Verifica-se que as empresas são as principais fontes de informação sobre a legislação para as cooperativas e comunidades, especialmente, no que diz respeito aos acordos de repartição de benefícios, refletindo uma assimetria significativa na distribuição do conhecimento. A predominância de informações provenientes das empresas na orientação das cooperativas e comunidades pode gerar interpretações imprecisas ou incompletas acerca dos direitos legais dos cooperados, particularmente, no que tange aos benefícios decorrentes do uso da biodiversidade. A ausência de uma mediação eficaz por parte de instituições públicas enfraquece a capacidade das comunidades em questionar ou renegociar condições desvantajosas, perpetuando uma dinâmica de assimetria.

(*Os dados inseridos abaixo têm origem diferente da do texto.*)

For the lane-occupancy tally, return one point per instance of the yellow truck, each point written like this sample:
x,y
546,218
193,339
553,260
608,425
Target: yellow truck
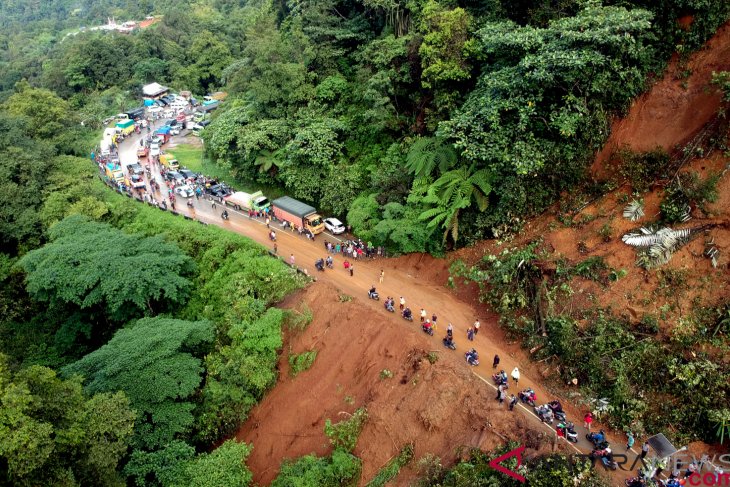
x,y
169,161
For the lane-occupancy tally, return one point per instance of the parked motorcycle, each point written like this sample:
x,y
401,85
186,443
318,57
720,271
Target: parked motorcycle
x,y
528,396
472,357
544,413
568,430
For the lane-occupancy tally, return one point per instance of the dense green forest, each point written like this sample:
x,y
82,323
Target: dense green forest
x,y
426,124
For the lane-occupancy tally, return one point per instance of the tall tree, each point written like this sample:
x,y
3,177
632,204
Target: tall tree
x,y
53,435
156,363
93,265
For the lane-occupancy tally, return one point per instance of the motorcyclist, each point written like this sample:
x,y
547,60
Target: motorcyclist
x,y
372,291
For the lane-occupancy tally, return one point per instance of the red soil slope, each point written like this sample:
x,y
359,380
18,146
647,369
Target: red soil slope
x,y
676,107
437,407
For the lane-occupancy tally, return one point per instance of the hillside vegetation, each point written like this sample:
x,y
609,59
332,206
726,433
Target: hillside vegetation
x,y
132,340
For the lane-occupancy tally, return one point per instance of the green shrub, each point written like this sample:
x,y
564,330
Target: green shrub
x,y
301,362
343,435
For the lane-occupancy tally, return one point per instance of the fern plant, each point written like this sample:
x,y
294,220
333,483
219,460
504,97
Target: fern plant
x,y
634,211
657,247
428,154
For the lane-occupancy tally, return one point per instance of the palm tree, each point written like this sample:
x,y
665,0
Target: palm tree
x,y
454,191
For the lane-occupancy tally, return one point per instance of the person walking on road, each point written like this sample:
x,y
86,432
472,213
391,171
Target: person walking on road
x,y
587,420
644,450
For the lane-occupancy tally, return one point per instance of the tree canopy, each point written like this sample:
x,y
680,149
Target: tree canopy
x,y
156,363
53,434
89,264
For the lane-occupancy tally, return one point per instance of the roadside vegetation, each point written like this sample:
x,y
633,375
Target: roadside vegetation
x,y
131,340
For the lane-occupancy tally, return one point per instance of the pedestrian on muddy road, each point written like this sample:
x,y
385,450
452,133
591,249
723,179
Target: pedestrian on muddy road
x,y
587,420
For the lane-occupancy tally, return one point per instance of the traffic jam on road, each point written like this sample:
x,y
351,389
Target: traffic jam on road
x,y
136,157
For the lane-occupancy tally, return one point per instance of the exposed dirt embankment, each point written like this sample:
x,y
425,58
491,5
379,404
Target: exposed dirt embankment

Além disso, essa falta de fontes alternativas de informação contribui para a invisibilidade das especificidades da legislação que distingue os detentores de conhecimento tradicional associado de simples fornecedores de matéria-prima (Santilli, 2005; Sousa et al., 2018). A compreensão limitada dos direitos assegurados no marco legal impede que as cooperativas e comunidades exerçam uma participação ativa e informada nas negociações, resultando em uma situação em que as empresas mantêm um controle substancial sobre o processo de repartição de benefícios.
A ausência de interpretações jurídicas independentes e críticas fragiliza a gestão de recursos naturais e a repartição de benefícios. Sob a ótica da economia institucional, Williamson (1985) destaca que relações contratuais estabelecidas em ambientes marcados por assimetrias de informação e capacidades organizacionais desiguais tendem a ampliar riscos de dependência e oportunismo econômico. Tal dinâmica torna-se particularmente relevante nos acordos de repartição de benefícios envolvendo cooperativas agroextrativistas e empresas privadas.
Superar essa lacuna requer colaboração entre cooperativas, órgãos públicos e entidades do cooperativismo, com informações claras e autonomia comunitária. A repartição de benefícios demanda governança sólida, participação dos cooperados e transparência para promover inclusão social e reduzir desigualdades (Dias, 2018; Araujo & Araujo, 2024). A sociobioeconomia pressupõe inclusão social e fortalecimento econômico local (Garrett et al., 2023; Ferreira et al., 2024). Contudo, em nível local, a falta de transparência sobre a aplicação dos recursos da repartição de benefícios enfraquece o modelo, que depende de governança participativa para gerar benefícios econômicos e ambientais duradouros às comunidades.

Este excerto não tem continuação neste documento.